I frequently tell people to not attempt to make everyone happy. You’ll never do it. Everyone on the planet has an opinion on music whether they know anything about it or not. It is impossible to please everyone, all the time. I have found that if I am hearing both sides of the argument in roughly equal numbers (i.e., “We do too many hymns,” “We don’t do enough hymns”; “We do too many slow songs,” “We do too many fast songs”; “It’s too loud,” “It’s too quiet”) then we are probably pretty close to where we need to be for our congregation. You need to work at striking a balance that is right for your church’s culture and area. Each congregation is different and what is “right” for another congregation may not be right for yours. You might even consider surveying the congregation to get a feel of what they think. (see Survey)

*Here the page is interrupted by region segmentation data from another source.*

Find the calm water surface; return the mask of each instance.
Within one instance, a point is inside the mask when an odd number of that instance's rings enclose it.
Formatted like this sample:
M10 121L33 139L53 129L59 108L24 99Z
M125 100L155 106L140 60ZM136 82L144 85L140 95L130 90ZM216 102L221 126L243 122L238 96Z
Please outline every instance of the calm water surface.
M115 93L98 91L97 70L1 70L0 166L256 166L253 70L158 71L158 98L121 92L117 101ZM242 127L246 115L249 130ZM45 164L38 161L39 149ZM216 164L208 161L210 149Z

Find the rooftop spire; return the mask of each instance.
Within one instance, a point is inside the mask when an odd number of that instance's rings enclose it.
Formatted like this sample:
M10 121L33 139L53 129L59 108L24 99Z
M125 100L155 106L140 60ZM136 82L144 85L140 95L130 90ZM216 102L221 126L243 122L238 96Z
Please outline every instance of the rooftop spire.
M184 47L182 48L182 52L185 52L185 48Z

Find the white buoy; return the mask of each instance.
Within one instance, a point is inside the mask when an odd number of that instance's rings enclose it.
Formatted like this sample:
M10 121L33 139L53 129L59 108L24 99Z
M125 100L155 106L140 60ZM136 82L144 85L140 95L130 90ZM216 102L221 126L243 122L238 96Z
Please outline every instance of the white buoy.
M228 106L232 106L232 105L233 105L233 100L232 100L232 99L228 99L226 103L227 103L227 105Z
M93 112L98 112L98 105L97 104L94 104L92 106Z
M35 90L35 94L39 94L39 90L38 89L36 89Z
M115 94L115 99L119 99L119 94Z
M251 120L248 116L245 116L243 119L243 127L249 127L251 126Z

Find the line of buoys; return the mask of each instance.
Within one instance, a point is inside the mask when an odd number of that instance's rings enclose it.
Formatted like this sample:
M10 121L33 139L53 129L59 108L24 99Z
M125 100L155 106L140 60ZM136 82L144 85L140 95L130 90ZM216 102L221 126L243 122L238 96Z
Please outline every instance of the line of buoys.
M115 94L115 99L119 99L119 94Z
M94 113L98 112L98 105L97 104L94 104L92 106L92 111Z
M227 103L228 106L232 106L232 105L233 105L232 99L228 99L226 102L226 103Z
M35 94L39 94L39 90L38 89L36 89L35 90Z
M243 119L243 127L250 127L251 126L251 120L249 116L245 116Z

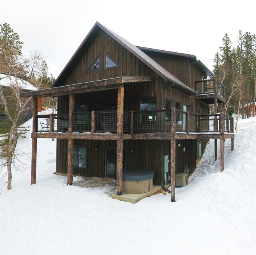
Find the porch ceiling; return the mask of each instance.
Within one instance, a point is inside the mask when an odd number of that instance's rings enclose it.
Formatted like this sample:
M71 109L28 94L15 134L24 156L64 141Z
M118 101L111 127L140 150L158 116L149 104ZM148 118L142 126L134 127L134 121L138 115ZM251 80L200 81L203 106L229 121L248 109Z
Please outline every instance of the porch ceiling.
M57 97L70 94L78 94L99 90L116 89L120 84L152 81L154 77L148 76L127 76L88 81L82 83L66 85L61 87L40 89L35 91L21 93L22 97Z

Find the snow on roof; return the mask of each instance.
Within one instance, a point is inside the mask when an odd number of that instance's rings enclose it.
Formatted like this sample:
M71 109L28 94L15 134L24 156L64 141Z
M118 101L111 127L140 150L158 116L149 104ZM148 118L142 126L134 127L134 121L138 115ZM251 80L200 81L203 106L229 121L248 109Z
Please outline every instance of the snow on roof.
M10 76L12 82L15 82L15 77ZM28 81L20 78L17 78L18 85L20 89L26 90L37 90L37 89ZM0 85L4 87L10 86L10 80L6 74L0 73Z

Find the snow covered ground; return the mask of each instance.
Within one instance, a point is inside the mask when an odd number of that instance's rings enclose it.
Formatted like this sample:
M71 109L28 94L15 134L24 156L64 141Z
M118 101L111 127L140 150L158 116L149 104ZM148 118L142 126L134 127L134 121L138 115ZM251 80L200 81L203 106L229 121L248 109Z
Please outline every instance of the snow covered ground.
M30 184L30 155L21 155L27 165L0 191L0 253L256 254L256 118L238 125L233 152L224 142L224 171L211 141L175 203L158 194L133 204L67 186L53 174L56 141L38 139L37 183ZM31 153L31 142L28 134L19 150Z

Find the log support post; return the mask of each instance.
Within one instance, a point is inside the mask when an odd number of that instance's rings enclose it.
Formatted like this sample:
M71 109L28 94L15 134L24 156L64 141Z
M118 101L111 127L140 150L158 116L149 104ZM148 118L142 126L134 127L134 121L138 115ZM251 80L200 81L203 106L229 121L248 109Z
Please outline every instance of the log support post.
M74 94L69 95L68 109L68 132L72 132L73 113L74 108L75 96ZM68 180L67 184L73 185L73 162L74 162L74 140L69 139L68 141Z
M117 133L122 134L123 130L124 85L120 85L117 91ZM121 196L123 190L123 140L116 141L116 195Z
M73 128L73 113L74 108L75 96L74 94L69 95L68 108L68 132L72 133Z
M32 132L35 133L37 129L37 107L38 100L36 97L33 98L32 116L33 117L33 126ZM32 138L32 154L31 156L31 184L35 184L36 179L36 150L37 148L37 138Z
M171 140L171 185L172 192L172 202L175 202L175 173L176 142L175 139Z
M123 194L123 140L116 141L116 195Z
M234 138L231 138L231 151L234 150Z
M224 170L224 139L220 138L220 172Z
M74 161L74 140L68 142L68 180L67 185L73 185L73 162Z

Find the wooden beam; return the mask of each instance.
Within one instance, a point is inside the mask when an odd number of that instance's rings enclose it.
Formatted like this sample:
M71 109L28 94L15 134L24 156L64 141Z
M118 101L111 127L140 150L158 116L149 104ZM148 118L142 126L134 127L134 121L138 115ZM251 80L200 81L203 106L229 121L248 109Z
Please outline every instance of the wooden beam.
M32 154L31 157L31 184L35 184L36 180L36 150L37 139L32 139Z
M91 125L91 129L92 134L94 134L95 132L95 112L94 111L92 111L92 124Z
M67 185L73 185L73 163L74 162L74 140L68 142L68 180Z
M218 155L218 140L214 139L214 160L217 160L217 157Z
M73 127L73 113L74 108L75 96L74 94L69 95L69 103L68 110L68 132L72 132Z
M37 107L38 100L35 97L33 98L33 106L32 107L32 116L33 118L32 132L34 134L37 129ZM37 139L32 139L32 153L31 155L31 184L35 184L36 180L36 150L37 148Z
M231 138L231 151L234 150L234 138Z
M220 172L224 170L224 139L220 139Z
M176 142L175 140L171 140L170 142L171 154L171 185L172 192L172 202L175 202L175 174L176 158Z
M123 133L124 116L124 85L117 90L117 133Z
M150 77L116 77L99 81L88 81L81 83L66 85L59 87L24 92L21 93L20 96L22 97L57 97L69 95L71 93L77 94L92 91L116 89L121 83L146 82L152 81L154 80L154 78Z
M116 141L116 195L121 196L123 190L123 140Z
M37 107L38 100L36 97L33 98L33 106L32 107L32 117L33 118L32 132L35 133L37 130Z

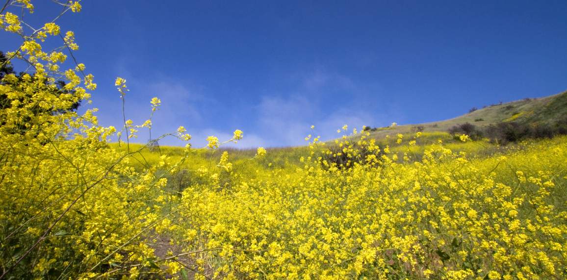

At the same time, though, please don’t ever totally ignore the comments. These are the people God is allowing you the privilege of leading in worship. Their thoughts on how you are doing are important.

If you hear several comments that seem one-sided, it might be good to discuss these with your pastor. Ask what he thinks about that particular topic. Maybe ask other church leadership what they think about it. This can give you a much different perspective on the situation than just your own view. It will also take it out of the realm of your opinion vs. the opinion of the outspoken critic. If the pastor (and even other church leadership) agree or disagree with you, then there is a more solid basis for changing what you’re doing or leaving things as they are.

If you do decide that a change is in order, set a goal as to how to implement it. Ask your pastor to observe and offer feedback on how the changes are going. This gives you some accountability in bringing about the necessary alteration.